Secara bahasa, “Tasyrik” berasal dari kata asy-Syarq atau Tasyriq yang berarti menjemur daging kurban di bawah sinar matahari agar lebih awet. Dahulu, para sahabat melakukan kebiasaan ini untuk menyimpan cadangan makanan. Meskipun teknologi penyimpanan daging saat ini jauh lebih praktis, makna historis dan tradisi di balik hari Tasyrik tetap terjaga hingga kini.
Perlu diingat, umat Islam dilarang berpuasa pada hari-hari ini, baik puasa wajib maupun sunah. Bagi yang belum menyembelih hewan kurban pada tanggal 10 Zulhijah, waktu penyembelihan masih diperbolehkan hingga tanggal 13 Dzulhijjah.
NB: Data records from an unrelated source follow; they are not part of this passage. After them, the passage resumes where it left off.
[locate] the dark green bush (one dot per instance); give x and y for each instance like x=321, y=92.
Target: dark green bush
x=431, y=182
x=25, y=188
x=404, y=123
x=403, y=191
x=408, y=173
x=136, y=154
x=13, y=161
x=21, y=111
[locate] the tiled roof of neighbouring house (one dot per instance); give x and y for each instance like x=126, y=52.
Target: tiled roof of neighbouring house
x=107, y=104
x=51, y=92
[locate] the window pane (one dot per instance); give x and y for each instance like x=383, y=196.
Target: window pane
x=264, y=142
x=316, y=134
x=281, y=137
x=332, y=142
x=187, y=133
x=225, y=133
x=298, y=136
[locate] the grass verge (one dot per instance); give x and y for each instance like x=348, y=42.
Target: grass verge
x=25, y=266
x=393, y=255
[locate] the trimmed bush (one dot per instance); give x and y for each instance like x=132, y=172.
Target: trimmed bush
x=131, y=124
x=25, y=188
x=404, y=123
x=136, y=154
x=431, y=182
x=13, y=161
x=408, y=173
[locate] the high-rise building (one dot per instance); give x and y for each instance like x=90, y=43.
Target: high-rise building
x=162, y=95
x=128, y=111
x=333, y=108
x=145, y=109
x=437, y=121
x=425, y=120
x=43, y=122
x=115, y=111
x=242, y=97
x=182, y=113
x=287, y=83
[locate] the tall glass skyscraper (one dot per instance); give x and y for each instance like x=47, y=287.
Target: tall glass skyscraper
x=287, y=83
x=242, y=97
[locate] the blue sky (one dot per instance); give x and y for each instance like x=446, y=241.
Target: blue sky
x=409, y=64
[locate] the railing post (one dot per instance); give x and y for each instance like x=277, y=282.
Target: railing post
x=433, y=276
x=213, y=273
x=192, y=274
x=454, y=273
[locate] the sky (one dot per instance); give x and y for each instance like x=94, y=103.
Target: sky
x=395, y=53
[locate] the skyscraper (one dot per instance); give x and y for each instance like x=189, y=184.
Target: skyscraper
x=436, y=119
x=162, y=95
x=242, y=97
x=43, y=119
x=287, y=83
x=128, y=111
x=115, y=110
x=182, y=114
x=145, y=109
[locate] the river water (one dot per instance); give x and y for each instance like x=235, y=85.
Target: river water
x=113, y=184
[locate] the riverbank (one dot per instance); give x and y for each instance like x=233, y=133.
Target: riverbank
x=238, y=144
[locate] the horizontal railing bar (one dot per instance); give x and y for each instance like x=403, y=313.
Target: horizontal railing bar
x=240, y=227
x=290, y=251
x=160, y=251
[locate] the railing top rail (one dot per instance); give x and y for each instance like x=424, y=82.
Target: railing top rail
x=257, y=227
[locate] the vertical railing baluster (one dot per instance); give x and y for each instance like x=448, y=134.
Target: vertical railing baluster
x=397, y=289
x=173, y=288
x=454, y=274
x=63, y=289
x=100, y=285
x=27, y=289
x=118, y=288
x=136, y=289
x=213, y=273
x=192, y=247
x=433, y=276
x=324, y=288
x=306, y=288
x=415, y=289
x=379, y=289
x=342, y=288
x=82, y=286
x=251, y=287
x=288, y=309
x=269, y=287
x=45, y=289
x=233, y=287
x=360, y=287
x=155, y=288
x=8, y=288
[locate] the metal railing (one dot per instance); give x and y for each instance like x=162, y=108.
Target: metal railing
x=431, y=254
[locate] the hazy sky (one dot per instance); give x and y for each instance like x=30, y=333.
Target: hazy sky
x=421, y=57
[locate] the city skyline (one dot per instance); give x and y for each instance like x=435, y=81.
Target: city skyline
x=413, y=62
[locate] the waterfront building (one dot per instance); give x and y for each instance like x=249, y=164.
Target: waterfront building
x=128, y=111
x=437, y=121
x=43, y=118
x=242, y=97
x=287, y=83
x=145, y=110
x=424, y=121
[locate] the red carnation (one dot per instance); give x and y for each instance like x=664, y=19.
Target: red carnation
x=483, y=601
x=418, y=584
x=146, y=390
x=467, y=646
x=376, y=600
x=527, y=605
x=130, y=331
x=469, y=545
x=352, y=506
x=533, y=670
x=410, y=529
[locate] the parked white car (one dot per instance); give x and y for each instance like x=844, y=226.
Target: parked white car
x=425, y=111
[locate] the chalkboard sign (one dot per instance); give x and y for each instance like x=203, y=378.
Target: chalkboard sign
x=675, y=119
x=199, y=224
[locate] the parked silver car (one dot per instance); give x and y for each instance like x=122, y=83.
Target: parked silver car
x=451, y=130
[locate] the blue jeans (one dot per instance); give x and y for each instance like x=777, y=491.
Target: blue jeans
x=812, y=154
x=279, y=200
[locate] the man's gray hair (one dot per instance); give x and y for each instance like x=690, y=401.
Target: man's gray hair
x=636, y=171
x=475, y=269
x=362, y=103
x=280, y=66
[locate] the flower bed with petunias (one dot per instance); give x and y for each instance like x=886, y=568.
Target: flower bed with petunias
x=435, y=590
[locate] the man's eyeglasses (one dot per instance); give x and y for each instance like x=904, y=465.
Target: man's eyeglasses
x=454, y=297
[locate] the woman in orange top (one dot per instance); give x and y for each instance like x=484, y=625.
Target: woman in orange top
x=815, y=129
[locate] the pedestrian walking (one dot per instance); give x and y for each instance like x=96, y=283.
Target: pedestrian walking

Rasulullah SAW mengajarkan beberapa amalan utama selama hari Tasyrik:
- Mengumandangkan Takbir. Dari Jabir bin Abdillah, Rasulullah SAW mengumandangkan takbir sejak selesai salat Subuh hari Arafah hingga salat Asar pada hari terakhir Tasyrik (13 Dzulhijjah).
- Memperbanyak Zikir. Allah SWT berfirman, “Dan berzikirlah kepada Allah pada hari yang berbilang” (QS. Al-Baqarah: 203). Amalan ini dapat diisi dengan memperbanyak bacaan tahmid, tahlil, takbir, dan istigfar.
- Makan dan Minum. Dalam hadis riwayat Muslim, Nabi menyebut hari Tasyrik sebagai hari makan, minum, dan berzikir. Menikmati daging kurban adalah bentuk syukur atas nikmat yang Allah berikan.
- Berbagi dan Bersilaturahmi. Hewan yang dikurbankan dengan ikhlas tidak hanya menjadi sarana ibadah, tetapi juga alat untuk mempererat silaturahmi melalui pembagian daging kepada sesama yang membutuhkan.
Bagi jemaah haji, hari Tasyrik menjadi puncak rangkaian ibadah di Mina. Mereka melaksanakan mabit (bermalam) dan melontar jumrah setiap hari setelah tergelincirnya matahari (zawal), sembari senantiasa mengisi waktu dengan zikir dan takbir.
Singkatnya, hari Tasyrik adalah hari kemenangan yang diisi dengan ibadah, syukur, dan berbagi. Mari jadikan momentum ini untuk mempererat tali persaudaraan dan mendekatkan diri kepada Allah SWT.